Gschwend Jürgen E, Dahm Philipp, Fair William R
Department of Urology, University of Ulm, Prittwitzstrasse 43, 89075 Ulm, Germany.
Eur Urol. 2002 Apr;41(4):440-8. doi: 10.1016/s0302-2838(02)00060-x.
To directly compare disease specific and overall survival as endpoints in the outcome analysis of a large number of cystectomy patients and to define predictors for survival.
We retrospectively analyzed the records of 686 patients who underwent bilateral pelvic lymph node dissection (PLND) and radical cystectomy from 1980 to 1990 at Memorial Sloan-Kettering Cancer Center.
Disease specific survival characterized a clearly more favorable patient outcome than overall survival in the entire patient population as well as patients with organ confined (OC) and non-organ-confined disease (NOC): 10-year disease specific and overall survival rates for patients with OC disease (<or=P3a), negative nodes or NOC (>or=P3b) were 72.9% versus 49.1%, 61.7% versus 40.8% and 33.3% versus 22.8%, respectively. In node positive (N+) patients 10-year disease specific and overall survival rates were 27.7% and 20.9%, respectively. In a multivariate analysis organ confinement and nodal status were the strongest independent predictors of disease specific survival in all patient categories. However, stratification according to organ confinement and nodal status revealed additional prognostic parameters.

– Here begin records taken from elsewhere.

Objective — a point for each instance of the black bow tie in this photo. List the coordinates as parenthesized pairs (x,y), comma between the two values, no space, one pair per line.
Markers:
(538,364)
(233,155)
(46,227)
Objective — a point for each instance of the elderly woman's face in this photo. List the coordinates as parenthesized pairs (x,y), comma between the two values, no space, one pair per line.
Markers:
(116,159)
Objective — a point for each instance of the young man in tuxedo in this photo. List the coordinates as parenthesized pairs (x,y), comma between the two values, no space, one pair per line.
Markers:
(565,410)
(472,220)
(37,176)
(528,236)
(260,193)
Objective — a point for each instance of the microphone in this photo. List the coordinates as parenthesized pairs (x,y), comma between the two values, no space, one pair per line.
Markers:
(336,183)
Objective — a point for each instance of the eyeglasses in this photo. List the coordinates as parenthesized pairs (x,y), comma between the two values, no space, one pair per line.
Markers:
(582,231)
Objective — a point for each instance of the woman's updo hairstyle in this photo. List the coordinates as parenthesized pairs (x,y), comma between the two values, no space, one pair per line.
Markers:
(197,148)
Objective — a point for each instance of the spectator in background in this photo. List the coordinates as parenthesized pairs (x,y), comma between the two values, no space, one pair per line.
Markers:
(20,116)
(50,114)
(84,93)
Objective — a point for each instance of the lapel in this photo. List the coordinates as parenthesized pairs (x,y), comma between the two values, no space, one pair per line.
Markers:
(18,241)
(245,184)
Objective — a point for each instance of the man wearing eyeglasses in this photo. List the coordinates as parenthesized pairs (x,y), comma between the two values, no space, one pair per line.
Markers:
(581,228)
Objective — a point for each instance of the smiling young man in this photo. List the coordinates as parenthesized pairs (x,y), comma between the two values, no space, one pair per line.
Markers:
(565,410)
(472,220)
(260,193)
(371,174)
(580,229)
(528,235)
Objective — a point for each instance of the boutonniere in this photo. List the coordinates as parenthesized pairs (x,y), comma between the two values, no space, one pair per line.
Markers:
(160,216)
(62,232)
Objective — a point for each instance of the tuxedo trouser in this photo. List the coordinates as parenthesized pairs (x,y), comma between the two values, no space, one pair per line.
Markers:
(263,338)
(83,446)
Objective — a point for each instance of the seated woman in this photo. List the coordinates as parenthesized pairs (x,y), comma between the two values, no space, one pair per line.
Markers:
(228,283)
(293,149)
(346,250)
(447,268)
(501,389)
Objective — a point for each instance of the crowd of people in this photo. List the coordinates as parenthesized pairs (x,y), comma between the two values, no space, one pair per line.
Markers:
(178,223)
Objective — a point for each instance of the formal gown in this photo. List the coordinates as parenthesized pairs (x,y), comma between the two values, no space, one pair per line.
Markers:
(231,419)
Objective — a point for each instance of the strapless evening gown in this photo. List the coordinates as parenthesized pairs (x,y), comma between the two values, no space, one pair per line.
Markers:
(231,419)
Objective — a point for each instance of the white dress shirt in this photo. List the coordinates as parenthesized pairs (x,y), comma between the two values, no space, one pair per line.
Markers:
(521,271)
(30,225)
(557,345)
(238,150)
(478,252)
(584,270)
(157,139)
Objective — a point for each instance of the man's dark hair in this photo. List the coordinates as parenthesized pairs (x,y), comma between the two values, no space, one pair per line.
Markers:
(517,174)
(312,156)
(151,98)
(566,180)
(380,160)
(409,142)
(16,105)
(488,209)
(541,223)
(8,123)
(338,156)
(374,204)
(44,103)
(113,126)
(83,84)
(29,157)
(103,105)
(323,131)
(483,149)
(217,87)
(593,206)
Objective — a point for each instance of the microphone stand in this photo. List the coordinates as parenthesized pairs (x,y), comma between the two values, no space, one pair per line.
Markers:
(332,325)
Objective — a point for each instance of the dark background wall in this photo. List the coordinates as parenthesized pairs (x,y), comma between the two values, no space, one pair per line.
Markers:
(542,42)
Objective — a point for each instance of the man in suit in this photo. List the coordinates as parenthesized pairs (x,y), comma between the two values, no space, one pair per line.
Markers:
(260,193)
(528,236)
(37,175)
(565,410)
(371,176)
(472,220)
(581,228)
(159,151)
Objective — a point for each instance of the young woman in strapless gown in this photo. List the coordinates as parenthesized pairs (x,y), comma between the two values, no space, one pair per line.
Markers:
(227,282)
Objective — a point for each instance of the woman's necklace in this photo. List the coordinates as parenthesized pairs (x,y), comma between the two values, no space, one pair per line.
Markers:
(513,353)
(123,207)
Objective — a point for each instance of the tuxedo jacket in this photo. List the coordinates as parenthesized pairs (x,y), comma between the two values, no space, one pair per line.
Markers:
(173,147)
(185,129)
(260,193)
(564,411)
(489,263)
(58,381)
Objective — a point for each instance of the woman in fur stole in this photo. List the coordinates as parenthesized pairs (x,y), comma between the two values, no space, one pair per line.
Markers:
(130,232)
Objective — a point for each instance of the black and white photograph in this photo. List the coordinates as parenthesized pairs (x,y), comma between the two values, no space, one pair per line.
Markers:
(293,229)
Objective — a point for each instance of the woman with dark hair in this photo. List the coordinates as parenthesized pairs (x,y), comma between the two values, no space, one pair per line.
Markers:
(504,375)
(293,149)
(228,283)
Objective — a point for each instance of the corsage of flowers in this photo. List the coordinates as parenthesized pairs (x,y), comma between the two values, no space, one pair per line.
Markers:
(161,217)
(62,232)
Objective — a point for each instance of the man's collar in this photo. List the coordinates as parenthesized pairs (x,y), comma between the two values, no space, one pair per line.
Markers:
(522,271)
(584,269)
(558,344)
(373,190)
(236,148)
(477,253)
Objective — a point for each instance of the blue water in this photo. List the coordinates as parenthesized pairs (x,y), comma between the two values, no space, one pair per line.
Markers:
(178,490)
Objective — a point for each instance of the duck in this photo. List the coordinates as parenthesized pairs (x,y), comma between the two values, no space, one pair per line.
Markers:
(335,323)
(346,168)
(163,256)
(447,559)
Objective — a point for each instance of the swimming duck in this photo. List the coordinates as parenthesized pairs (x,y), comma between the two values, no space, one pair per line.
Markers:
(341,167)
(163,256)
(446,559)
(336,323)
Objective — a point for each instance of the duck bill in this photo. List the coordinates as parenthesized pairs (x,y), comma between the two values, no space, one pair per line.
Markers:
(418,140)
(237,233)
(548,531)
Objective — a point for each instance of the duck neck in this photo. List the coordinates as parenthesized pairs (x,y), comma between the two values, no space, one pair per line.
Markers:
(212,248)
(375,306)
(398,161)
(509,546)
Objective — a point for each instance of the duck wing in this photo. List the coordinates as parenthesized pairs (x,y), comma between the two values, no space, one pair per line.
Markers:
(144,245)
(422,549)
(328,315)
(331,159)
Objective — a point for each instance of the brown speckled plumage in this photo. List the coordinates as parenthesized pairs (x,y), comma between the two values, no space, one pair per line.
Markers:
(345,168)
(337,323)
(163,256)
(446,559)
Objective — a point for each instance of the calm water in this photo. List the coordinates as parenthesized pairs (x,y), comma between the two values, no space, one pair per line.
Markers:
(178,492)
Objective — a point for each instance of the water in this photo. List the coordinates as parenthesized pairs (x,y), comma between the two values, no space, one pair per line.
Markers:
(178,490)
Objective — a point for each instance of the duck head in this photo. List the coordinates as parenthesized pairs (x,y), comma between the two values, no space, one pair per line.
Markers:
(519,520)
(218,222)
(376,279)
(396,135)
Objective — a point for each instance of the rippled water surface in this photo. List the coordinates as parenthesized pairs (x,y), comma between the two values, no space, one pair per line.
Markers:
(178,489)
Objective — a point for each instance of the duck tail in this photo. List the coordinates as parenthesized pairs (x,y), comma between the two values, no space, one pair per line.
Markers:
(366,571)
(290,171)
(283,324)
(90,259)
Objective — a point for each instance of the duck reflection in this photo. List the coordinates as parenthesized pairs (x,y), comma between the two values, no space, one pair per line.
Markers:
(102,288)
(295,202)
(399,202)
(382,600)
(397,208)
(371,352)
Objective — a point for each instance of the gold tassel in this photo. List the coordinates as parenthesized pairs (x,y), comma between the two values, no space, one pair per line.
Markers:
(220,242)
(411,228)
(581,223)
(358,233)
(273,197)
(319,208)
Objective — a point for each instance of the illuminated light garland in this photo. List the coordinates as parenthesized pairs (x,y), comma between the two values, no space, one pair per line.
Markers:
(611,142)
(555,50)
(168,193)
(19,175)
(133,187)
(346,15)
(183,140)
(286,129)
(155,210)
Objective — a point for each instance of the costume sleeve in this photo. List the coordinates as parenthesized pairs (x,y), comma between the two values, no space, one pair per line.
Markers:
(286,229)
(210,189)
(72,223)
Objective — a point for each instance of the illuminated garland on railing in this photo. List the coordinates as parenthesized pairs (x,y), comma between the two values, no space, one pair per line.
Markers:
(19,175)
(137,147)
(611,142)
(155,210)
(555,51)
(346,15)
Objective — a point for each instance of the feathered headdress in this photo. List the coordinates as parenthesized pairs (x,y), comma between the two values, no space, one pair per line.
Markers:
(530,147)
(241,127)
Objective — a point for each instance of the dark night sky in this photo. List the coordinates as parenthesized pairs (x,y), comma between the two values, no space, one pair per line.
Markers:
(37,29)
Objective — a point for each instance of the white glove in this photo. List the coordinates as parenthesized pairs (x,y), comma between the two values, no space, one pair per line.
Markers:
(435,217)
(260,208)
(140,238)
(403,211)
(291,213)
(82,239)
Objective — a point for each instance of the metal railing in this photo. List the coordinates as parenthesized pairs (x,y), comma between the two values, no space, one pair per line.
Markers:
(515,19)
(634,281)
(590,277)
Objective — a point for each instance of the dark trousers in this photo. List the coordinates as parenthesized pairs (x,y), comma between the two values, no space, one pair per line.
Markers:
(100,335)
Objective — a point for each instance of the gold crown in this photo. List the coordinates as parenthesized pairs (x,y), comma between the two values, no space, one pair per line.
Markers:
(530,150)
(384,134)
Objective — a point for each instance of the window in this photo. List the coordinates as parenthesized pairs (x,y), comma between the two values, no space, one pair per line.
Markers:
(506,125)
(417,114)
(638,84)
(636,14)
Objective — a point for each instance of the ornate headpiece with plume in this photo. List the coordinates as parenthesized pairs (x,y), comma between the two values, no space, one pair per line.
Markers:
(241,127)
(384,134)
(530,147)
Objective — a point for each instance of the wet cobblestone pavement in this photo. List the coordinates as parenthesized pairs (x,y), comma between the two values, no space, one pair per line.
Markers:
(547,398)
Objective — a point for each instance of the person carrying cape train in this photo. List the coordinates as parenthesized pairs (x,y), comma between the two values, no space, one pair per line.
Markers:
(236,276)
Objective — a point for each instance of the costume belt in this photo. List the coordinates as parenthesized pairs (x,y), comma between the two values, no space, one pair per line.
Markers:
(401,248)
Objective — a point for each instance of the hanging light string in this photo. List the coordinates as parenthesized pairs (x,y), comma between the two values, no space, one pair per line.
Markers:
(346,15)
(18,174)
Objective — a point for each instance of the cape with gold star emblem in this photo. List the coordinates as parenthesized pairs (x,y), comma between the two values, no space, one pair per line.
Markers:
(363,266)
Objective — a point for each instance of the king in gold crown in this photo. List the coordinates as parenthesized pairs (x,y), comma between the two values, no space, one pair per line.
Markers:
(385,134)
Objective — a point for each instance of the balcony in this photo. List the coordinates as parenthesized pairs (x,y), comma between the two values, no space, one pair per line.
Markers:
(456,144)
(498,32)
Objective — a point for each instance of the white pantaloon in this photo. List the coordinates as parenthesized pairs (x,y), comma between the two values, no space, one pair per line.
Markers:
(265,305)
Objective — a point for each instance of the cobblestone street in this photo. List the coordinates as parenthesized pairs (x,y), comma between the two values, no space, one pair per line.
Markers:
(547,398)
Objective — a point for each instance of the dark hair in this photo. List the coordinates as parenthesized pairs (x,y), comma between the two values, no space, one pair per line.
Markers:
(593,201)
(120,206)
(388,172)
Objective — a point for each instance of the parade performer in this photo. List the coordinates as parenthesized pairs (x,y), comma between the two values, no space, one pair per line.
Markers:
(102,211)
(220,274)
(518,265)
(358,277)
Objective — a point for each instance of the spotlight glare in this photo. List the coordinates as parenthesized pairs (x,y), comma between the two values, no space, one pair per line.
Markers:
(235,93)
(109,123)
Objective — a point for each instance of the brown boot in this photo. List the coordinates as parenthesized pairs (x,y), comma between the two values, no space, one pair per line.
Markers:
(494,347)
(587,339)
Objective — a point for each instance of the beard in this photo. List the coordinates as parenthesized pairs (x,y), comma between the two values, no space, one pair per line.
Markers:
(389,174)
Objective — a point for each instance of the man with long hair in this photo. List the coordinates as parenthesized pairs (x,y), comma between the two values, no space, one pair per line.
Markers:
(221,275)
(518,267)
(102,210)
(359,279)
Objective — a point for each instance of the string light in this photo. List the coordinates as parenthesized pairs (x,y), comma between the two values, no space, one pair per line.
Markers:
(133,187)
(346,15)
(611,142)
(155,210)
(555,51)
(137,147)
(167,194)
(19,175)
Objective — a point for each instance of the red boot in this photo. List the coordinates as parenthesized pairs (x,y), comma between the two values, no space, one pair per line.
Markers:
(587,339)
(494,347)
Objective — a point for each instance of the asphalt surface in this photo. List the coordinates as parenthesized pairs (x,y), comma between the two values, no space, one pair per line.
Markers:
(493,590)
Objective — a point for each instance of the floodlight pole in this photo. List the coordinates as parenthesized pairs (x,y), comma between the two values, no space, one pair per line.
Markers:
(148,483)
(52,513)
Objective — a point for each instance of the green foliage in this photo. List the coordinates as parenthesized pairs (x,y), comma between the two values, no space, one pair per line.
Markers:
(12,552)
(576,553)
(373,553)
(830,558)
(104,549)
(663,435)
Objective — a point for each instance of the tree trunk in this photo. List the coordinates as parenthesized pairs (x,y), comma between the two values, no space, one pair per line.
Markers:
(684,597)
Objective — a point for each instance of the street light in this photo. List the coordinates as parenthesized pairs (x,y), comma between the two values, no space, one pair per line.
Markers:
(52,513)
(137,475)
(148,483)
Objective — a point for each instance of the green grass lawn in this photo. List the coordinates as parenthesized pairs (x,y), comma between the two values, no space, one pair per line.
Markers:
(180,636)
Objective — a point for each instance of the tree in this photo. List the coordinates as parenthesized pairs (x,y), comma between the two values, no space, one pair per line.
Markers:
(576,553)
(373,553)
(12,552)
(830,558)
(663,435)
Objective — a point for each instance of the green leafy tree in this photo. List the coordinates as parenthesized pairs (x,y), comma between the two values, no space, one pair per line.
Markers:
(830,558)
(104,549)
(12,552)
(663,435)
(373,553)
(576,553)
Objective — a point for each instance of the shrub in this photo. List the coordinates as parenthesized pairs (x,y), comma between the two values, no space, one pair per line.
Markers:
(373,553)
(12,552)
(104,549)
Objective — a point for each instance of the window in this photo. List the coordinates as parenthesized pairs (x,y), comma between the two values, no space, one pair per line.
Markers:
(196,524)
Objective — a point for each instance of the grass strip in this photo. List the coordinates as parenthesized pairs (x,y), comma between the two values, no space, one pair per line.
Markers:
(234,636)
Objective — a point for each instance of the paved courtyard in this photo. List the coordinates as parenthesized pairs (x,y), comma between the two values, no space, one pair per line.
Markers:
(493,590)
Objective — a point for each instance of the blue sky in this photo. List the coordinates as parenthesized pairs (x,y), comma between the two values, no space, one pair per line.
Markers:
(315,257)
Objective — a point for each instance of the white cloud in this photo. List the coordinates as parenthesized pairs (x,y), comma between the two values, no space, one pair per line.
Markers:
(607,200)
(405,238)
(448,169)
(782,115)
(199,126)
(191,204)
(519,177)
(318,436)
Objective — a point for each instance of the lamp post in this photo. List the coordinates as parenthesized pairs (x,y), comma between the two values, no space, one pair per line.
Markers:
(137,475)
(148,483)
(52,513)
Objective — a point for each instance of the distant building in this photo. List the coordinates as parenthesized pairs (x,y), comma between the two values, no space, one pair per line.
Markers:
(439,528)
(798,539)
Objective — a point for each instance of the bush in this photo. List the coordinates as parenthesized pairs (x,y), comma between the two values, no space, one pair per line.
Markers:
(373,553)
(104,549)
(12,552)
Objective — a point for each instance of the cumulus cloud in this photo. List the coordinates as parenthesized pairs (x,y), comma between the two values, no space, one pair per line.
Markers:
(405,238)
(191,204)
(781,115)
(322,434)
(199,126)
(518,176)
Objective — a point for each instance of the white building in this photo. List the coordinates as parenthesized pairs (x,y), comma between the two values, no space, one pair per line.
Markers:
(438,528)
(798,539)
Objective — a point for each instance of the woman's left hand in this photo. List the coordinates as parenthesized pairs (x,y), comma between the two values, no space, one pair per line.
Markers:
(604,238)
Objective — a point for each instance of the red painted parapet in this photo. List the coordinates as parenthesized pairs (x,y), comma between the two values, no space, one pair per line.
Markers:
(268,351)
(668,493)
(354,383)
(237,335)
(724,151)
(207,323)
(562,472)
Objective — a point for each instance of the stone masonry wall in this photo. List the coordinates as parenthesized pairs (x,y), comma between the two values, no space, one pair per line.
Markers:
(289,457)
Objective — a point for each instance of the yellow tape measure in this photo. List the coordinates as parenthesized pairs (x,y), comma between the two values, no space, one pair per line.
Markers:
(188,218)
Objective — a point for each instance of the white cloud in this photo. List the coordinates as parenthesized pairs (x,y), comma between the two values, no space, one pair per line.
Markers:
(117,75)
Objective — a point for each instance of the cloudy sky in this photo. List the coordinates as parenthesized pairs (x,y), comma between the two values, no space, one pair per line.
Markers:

Organ-confined bladder cancer translates into high disease specific survival rates following radical cystectomy. Outcome is best characterized by disease-specific survival versus overall survival, which underestimates the impact of treatment in patients with favorable tumor and nodal stage. Subgroup analysis of patients with organ confinement and nodal status identified additional prognostic variables within the more favorable patient categories not apparent in the entire population. The poor prognosis of patients with NOC and/or N+ tumors emphasized the importance of future randomized trials in which such stratification variables may be of value.
在大量膀胱切除术患者的结局分析中,直接比较疾病特异性生存率和总生存率这两个终点,并确定生存的预测因素。
我们回顾性分析了1980年至1990年在纪念斯隆-凯特琳癌症中心接受双侧盆腔淋巴结清扫术(PLND)和根治性膀胱切除术的686例患者的记录。
在整个患者群体以及器官局限性(OC)和非器官局限性疾病(NOC)患者中,疾病特异性生存率比总生存率更能明确显示出更有利的患者结局:OC疾病(≤P3a)、淋巴结阴性或NOC(≥P3b)患者的10年疾病特异性生存率和总生存率分别为72.9%对49.1%、61.7%对40.8%和33.3%对22.8%。在淋巴结阳性(N+)患者中,10年疾病特异性生存率和总生存率分别为27.7%和20.9%。在多变量分析中,器官局限性和淋巴结状态是所有患者类别中疾病特异性生存的最强独立预测因素。然而,根据器官局限性和淋巴结状态进行分层显示了其他预后参数。
根治性膀胱切除术后,器官局限性膀胱癌可转化为较高的疾病特异性生存率。用疾病特异性生存率而非总生存率来描述结局最佳,总生存率会低估肿瘤和淋巴结分期良好患者的治疗效果。对器官局限性和淋巴结状态患者进行亚组分析,在更有利的患者类别中确定了整个群体中不明显的其他预后变量。NOC和/或N+肿瘤患者的预后较差,强调了未来随机试验的重要性,在这些试验中此类分层变量可能有价值。